470. El Ajedrez De Mis Años Mozos

El antiguo Círculo de Ajedrez Guayaquil por 1955 funcionaba en la esquina de Rumichaca y 9 de octubre, altos de una antigua casa de madera y compartía el local con la Asociación de Despachadores de Aduana. Ya era una institución añeja y contaba con numerosos socios que lo frecuentaban por las noches, con la esperanza de dar y recibir unos cuantos jaques mates y pasar momentos de sana distracción entre amigos.

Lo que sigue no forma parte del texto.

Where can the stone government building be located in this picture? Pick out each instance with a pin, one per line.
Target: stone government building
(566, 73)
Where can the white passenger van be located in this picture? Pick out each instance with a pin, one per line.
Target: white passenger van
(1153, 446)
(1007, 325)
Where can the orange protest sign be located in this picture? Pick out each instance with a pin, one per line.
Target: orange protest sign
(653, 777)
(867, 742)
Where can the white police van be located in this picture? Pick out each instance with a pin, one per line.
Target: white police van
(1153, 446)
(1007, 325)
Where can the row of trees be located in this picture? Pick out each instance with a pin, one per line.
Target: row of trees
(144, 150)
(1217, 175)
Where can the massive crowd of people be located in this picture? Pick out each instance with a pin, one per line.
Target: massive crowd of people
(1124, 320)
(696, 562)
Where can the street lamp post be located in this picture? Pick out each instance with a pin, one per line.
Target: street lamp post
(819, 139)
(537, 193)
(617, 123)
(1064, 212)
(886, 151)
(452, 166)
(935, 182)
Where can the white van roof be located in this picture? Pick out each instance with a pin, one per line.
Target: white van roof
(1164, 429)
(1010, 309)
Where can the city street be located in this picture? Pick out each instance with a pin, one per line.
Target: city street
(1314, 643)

Antonio Seminario Marticorena era infaltablemente el primero en llegar a eso de las ocho en punto, con su terno blanco, corbata negra y bastón de estoque. Debía estar por más de los noventa años, porque su andar era lento y subir las escaleras le costaba mucho, pero no menor era su amor por el juego ciencia y como no había TV, entre aburrirse en casa leyendo prefería concurrir al club, que le quedaba cerquita, a menos de dos cuadras de distancia pues alquilaba un departamento en uno de los edificios Vignolo, el de la calle Riobamba.

Tenía don Antonio la magnífica costumbre de desafiar a los muchachones y luego de cada partida sacaba del bolsillo de su americana una hermosa cajita de metal, ofreciéndonos con mucha elegancia y cortesía. ¿Un caramelitou? y para qué decir que eran riquísimos, comprados en el Salón Rosado de Czarninsky, único importador de la famosa marca Perugina de Italia; y era de ver las colas que formábamos para jugar con don Antonio y aprovecharle sus caramelitos; pero no se crea que era tan fácil ganarle, porque aunque le lagrimeaban los ojos y usaba su pañuelo para secarlos casi de continuo, había sido de los primeros jugadores de su tiempo en Francia y no perdía el “trainning” como ahora se dice, ofreciendo feroz resistencia a nuestros ataques juveniles y a veces, hasta aprovechaba algún vacío posicional para sacarnos ventaja y ganar el match. Entonces reía maliciosamente y ponía en su acento francés una cierta entonación vanidosa y hasta burlona, cuando nos ofrecía ¿Un caramelitou?

I llegó el día en que dejó de concurrir, alguien preguntó en casa y le contestaron que estaba muy enfermo, muriendo a las pocas semanas. En su entierro estuvimos sus juveniles amigos, vestidos de blanco y con la corbata negra propia de nuestros uniformes vicentinos y no faltaron los curiosos que se preguntaban como era que don Antonio con sus casi cien años a cuesta tenía tantos amigos “teenagers”.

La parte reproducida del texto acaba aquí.